Not too long ago, Google added voice recognition to their iPhone search application. Not one to be behind the times, Yahoo! has gone and done the same.
Well, that’s what we should have been able to say. Instead, Yahoo’s voice recognition add-on comes nearly 6 months after Google’s. Of course, Yahoo’s application is a bit more complex than Google’s, being that it also handles news, aggregates various social sites, and a good amount more beyond search. That being said, search is Yahoo’s main gig. Combined with the fact that everyone hates typing, Yahoo should have done this ages ago.
Yahoo’s implementation is quite different than Googles – for better or worse.
Back when Google initially launched their app with voice search functionality, it caused a bit of a stir. Google had made use of an API that was generally off limits the app developers. The API they used took input from the iPhone’s proximity sensor, allowing them to tell if the phone was placed near the user’s face. Once the proximity sensor went off, voice recording began. Had Apple let Google slide intentionally, or did the person in charge of reviewing the app just miss the memo that this was a no-go? As with anything on the internet, conspiracy theories were fairly rampant.

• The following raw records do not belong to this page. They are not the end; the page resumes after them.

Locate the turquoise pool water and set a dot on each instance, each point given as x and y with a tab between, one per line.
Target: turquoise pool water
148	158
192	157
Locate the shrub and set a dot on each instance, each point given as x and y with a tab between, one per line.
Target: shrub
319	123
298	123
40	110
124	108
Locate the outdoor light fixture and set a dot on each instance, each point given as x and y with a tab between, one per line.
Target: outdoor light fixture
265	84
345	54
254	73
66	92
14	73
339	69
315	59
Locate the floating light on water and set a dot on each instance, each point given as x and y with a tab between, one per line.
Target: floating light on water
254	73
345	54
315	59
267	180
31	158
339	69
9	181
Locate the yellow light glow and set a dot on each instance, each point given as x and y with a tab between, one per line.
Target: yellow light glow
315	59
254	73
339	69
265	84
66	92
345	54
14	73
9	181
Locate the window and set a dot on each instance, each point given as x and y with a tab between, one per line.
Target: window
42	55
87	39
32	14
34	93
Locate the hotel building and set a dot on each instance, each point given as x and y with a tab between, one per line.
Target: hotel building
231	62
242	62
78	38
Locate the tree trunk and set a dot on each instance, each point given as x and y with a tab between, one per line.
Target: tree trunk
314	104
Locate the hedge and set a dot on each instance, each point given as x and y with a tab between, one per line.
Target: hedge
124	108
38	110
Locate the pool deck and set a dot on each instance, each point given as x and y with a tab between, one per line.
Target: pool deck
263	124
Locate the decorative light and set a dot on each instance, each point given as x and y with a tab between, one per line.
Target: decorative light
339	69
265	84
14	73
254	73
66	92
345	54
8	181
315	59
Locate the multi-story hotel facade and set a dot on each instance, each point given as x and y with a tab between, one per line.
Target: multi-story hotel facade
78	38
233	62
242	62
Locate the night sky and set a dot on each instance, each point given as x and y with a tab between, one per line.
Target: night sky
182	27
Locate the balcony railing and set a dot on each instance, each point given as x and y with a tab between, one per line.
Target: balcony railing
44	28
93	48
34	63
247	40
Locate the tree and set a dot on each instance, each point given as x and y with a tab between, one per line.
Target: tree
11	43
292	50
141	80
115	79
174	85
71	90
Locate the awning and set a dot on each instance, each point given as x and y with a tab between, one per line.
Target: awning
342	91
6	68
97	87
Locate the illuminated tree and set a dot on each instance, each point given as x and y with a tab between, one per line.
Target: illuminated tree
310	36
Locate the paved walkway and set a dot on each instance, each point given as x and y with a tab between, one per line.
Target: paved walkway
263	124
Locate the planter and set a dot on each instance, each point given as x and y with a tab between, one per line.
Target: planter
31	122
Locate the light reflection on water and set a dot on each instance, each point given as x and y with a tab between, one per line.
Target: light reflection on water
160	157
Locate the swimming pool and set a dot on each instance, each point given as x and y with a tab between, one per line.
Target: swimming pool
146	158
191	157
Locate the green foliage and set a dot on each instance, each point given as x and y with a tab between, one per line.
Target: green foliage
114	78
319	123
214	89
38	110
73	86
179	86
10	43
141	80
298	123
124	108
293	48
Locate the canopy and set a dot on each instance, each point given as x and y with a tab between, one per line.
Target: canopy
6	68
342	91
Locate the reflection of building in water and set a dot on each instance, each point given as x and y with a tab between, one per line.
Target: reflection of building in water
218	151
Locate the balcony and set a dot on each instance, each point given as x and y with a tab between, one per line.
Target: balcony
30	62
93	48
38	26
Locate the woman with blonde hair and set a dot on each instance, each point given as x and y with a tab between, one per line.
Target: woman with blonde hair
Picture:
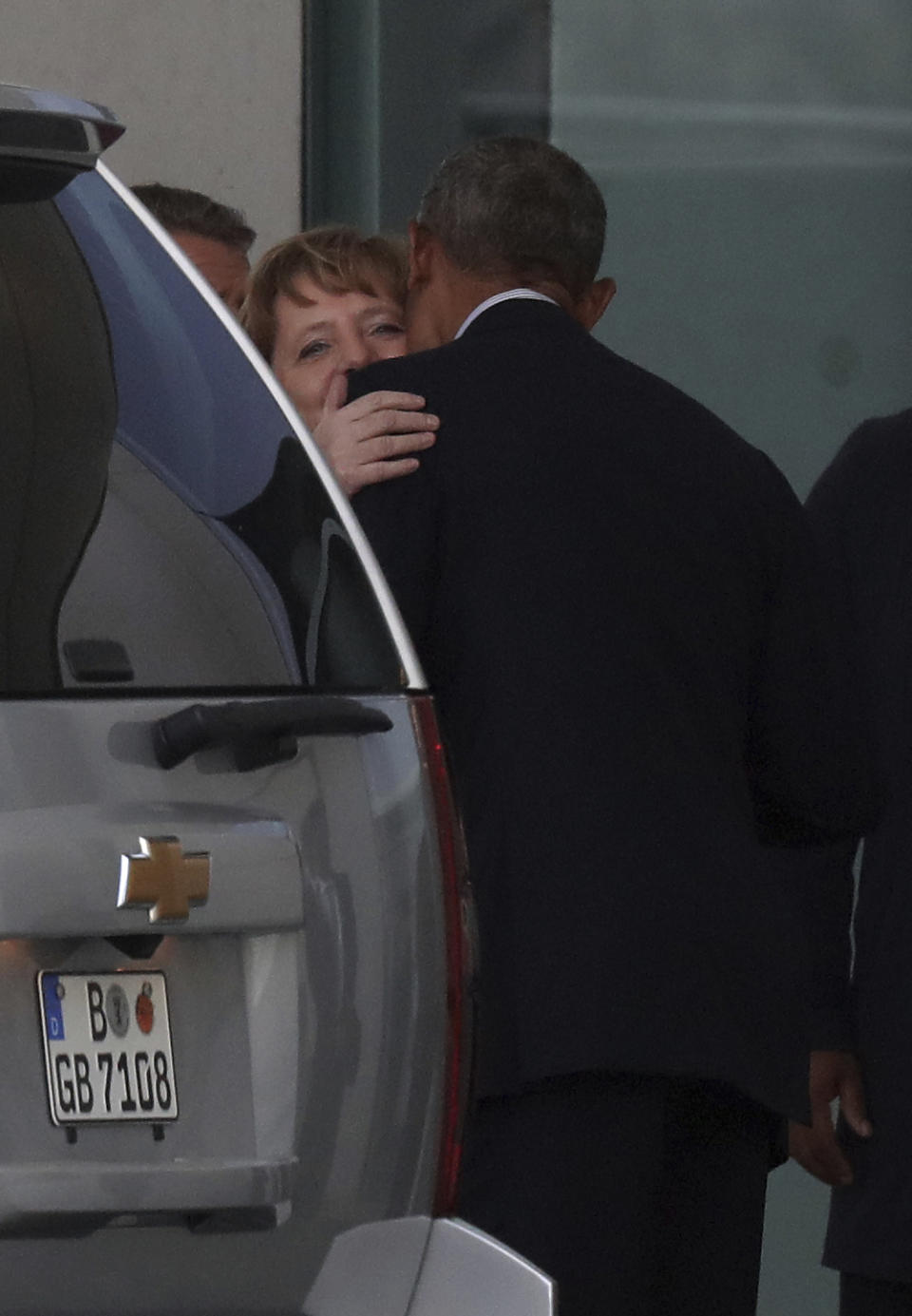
327	301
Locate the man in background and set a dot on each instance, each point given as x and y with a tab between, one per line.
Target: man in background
214	236
617	608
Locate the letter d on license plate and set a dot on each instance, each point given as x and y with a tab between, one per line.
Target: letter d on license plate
106	1048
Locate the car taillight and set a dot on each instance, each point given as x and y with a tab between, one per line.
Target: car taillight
460	957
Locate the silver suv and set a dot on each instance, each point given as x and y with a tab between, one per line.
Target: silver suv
233	916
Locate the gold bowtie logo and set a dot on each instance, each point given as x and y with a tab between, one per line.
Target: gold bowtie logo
163	879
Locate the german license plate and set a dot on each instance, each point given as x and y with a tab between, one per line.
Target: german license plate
106	1048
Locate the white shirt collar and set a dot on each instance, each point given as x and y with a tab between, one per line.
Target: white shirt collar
525	294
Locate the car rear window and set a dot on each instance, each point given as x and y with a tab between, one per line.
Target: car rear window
162	526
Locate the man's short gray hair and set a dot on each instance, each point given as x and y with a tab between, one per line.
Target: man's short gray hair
519	208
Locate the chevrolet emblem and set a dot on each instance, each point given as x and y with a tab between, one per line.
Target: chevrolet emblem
163	879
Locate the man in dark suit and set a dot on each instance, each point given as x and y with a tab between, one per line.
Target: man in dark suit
614	601
861	509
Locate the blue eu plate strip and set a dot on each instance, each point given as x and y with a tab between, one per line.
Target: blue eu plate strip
53	1008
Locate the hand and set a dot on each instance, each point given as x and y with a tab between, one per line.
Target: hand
366	441
833	1074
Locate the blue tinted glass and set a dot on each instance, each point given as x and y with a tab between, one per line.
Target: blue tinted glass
190	407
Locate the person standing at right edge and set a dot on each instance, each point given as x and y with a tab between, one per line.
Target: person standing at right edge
861	509
617	607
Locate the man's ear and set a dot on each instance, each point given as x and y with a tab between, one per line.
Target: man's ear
420	241
593	304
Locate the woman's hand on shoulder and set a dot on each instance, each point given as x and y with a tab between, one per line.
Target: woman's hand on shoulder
370	440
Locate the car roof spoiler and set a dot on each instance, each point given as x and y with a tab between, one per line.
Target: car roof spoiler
38	125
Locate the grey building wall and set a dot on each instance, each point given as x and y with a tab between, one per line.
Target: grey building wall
209	89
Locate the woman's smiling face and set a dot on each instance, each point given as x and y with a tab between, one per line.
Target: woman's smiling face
328	334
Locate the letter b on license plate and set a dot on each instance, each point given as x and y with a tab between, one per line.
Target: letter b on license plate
106	1048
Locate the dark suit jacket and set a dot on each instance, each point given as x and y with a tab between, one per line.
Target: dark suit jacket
610	592
861	508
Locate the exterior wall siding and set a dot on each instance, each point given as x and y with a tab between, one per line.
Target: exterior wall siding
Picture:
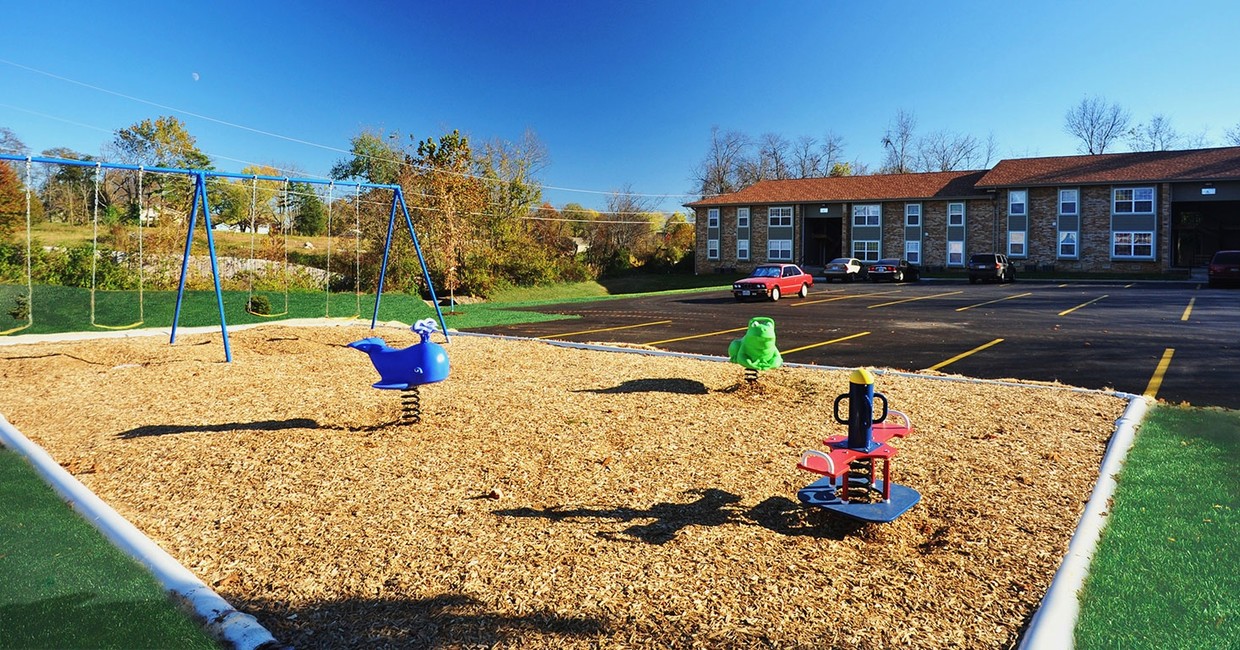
986	228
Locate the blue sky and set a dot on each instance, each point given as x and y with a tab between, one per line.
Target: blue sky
620	93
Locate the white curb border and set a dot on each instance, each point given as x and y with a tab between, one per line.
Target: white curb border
234	628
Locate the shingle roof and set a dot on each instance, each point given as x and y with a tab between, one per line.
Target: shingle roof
1137	166
877	187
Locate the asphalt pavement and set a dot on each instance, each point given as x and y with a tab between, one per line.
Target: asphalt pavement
1178	341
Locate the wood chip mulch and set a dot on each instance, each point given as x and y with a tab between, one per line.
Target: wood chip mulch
559	498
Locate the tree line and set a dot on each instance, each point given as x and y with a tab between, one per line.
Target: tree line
478	211
735	159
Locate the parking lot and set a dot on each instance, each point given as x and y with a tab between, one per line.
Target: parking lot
1177	341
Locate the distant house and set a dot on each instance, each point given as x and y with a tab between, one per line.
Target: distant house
1148	211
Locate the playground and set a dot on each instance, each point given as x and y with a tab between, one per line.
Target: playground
554	496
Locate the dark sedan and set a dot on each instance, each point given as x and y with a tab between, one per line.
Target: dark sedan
894	269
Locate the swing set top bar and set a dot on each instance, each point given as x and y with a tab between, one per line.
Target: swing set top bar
200	199
192	171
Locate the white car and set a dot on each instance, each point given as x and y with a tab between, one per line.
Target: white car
845	268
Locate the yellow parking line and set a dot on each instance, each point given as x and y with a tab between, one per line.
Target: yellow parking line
825	342
912	299
842	298
962	355
604	329
696	336
1064	313
1189	308
992	302
1156	381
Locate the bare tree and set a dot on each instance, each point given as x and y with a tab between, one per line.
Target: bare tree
719	171
1096	124
1233	135
946	151
807	158
899	144
1157	135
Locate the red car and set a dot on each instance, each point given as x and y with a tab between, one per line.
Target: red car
774	280
1224	268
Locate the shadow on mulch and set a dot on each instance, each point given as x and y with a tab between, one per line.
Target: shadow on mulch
448	620
654	386
714	507
172	429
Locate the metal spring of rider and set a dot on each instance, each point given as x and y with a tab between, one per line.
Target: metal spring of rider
411	406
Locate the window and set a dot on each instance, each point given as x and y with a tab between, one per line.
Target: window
1069	202
955	213
1133	200
779	249
1017	202
913	215
712	233
868	215
1016	243
1133	244
866	249
1068	243
742	233
955	253
780	217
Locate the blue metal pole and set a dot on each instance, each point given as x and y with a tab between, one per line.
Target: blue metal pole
387	248
425	272
185	259
215	266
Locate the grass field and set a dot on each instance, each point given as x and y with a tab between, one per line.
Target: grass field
65	586
1167	571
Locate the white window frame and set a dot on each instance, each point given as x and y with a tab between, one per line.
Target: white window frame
952	215
956	248
1075	202
779	249
712	221
742	243
784	213
867	249
1018	243
867	215
1129	200
1023	202
1069	206
1132	241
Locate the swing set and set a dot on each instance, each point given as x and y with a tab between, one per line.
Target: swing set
200	205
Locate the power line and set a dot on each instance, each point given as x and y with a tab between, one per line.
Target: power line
296	140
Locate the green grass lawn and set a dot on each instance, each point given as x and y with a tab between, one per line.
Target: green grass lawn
62	584
1167	571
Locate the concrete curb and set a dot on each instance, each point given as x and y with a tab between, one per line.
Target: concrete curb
228	625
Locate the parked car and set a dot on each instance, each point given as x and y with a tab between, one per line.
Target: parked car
894	269
774	280
990	267
1224	268
845	269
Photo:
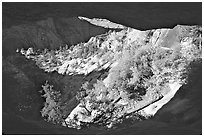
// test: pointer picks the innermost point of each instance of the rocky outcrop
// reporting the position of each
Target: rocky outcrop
(146, 70)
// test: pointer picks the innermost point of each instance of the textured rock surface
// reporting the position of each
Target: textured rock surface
(106, 51)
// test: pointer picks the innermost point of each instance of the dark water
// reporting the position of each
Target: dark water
(22, 102)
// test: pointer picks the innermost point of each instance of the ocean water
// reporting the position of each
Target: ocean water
(182, 115)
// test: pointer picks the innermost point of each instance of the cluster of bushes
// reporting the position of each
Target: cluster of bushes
(51, 110)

Whether they tried to make use of the same API and were denied or they simply chose to avoid conflict, we’re not sure – but Yahoo opted to go with a more traditional push-to-begin, push-to-stop recording method. It’s not quite as slick, but it has an upside: it doesn’t screw up. At least, it doesn’t screw up without an obvious reason (see below.) I’m not sure if the proximity sensor just hates my manly facial scruff or something, but Google’s solution tends to misfire a lot. It’ll detect my face and begin the recording, then stop a second or two later. I’ll pull my iPhone away to see what’s going on, and the sensor will fire off, starting the recording again. Every one of my voice-powered Google iPhone app searches seems to begin with “Wait, damn it, okay ..” This is a little more fool-proof.
On the downside, they placed the Record/Stop record right in the middle of the screen – smack dab where your cheek bone will sit, potentially misfiring the button. This happened to me twice in testing. Holding the iPhone at a slight angle (so that it doesn’t touch your cheek) fixes things.
This recording method could arguably be more user-friendly, but the voice recognition isn’t. Of 3 tests, 2 of which were significantly inaccurate.
What I said: Blah blah blah, blah blah blah.
What Yahoo! detected: Blah blah blah, blah blah blah
What I said:This is a story all about how, My life got flipped-turned upside down
What Yahoo! detected: This is a story of the town of west africa upside down
What I said:This is a test of yahoo voice recognition, test test, 1 2 1 2
What Yahoo! detected: This test of yahoo voice recognition, test, test tube 1 2 4
As you can see from test 1, Yahoo!’s voice recognition is outstanding at picking up “Blah”s. As you can see from test 2, however, it is fairly terrible at picking up the Fresh Prince Of Bel-Air theme. And for test 3? We can see where the “test tube” mistake happened (“Test One Two” kind of sounds like “test tube”) – but where the hell did that “4” come from?
Oh well – maybe it’s just my crazy exotic Californian accent screwing things up.